Education and mobility

Gloves off and week three of the unofficial election campaign.

In the blue corner the Tories who today launched their what their leader described as "brazenly elitist" recruitment drive for teachers.

Claiming that the profession should take on only top graduates he told an assembled audience that

We want to give our children the best – it’s time we made our teaching the best. That’s why we’re committed to a comprehensive programme of reform to elevate the status of teaching in our country.


Ed Balls described the announcement as an "airbrushed re-announcement of existing policies"

According to the education secretary

“David Cameron’s warm words are worth little when he plans immediate cuts to school funding this year. This would mean fewer teachers, fewer teaching assistants and bigger class sizes.

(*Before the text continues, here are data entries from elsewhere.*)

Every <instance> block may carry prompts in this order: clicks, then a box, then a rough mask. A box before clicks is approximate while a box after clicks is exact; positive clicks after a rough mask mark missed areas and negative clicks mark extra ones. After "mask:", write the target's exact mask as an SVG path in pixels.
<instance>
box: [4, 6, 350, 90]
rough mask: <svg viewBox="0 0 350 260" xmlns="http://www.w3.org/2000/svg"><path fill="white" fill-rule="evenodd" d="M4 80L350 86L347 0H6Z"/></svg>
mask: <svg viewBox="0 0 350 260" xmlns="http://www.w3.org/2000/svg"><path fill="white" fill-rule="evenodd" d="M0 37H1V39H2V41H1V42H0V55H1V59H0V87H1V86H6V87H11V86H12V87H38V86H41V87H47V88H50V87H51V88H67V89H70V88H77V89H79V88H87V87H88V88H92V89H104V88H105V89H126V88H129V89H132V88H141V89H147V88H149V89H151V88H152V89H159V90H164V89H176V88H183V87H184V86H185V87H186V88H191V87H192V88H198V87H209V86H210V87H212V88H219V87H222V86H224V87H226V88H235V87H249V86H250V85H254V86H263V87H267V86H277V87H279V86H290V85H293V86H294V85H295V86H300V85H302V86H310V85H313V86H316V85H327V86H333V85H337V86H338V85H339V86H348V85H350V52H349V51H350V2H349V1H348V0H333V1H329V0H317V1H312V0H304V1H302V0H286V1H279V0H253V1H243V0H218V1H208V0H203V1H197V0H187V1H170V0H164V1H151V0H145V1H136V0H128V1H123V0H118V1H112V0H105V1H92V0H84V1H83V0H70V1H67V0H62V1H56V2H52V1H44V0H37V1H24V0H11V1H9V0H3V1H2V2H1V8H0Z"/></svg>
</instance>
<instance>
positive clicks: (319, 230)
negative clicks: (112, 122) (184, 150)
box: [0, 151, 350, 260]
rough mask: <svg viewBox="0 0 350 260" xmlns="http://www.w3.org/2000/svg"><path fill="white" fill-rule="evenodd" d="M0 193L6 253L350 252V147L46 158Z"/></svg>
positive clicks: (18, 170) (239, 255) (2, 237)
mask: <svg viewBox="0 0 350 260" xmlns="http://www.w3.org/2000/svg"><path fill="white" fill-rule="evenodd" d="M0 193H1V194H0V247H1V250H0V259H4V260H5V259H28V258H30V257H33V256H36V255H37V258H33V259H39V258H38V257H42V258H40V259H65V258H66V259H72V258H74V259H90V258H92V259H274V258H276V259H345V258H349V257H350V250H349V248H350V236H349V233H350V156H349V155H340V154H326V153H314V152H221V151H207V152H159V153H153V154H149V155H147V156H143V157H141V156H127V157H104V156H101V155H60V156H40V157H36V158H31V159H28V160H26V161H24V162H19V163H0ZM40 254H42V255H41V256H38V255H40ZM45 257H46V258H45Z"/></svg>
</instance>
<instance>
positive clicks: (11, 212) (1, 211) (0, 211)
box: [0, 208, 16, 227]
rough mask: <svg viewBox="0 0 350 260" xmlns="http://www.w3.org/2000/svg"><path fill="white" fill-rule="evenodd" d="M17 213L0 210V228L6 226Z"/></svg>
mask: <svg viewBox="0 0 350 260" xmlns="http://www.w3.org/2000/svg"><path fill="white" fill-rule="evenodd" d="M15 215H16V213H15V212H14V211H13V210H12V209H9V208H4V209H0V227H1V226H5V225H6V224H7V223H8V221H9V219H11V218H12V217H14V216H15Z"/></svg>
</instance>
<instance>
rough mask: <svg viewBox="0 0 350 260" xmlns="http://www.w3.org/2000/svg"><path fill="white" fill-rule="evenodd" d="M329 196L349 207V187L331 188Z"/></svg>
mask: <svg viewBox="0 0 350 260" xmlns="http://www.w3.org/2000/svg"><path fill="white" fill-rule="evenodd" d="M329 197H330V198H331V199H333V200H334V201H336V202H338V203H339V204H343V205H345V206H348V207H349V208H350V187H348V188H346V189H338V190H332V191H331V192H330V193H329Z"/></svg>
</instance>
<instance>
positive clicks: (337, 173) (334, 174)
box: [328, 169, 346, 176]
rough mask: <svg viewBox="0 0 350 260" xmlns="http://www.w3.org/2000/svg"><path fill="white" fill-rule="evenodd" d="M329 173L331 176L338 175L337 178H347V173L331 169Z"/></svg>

Official figures show that almost one in 10 trainee teachers studying for the postgraduate certificate in education has a third-class degree or lower qualification.

However as Chris Dillow points out

Research in Sweden has found that teachers with high measured cognitive skills are actually bad for lower-ability pupils. And researchers (pdf) in North Carolina have found that the effect of teachers’ qualifications upon pupil’s achievements are often statistically insignificant, or even negative, once they control for the fact that better-qualified teachers tend to teach better pupils anyway*.


The Conservatives' leader has also pledged that maths and science graduates from the 25 best universities who go into teaching will have their loans paid off.

Meanwhile the Labour party unveiled plans for increase social mobility by encouraging top professions and universities to attract people from deprived backgrounds.

The move is intended to show that the party is the one to help nurture social improvement.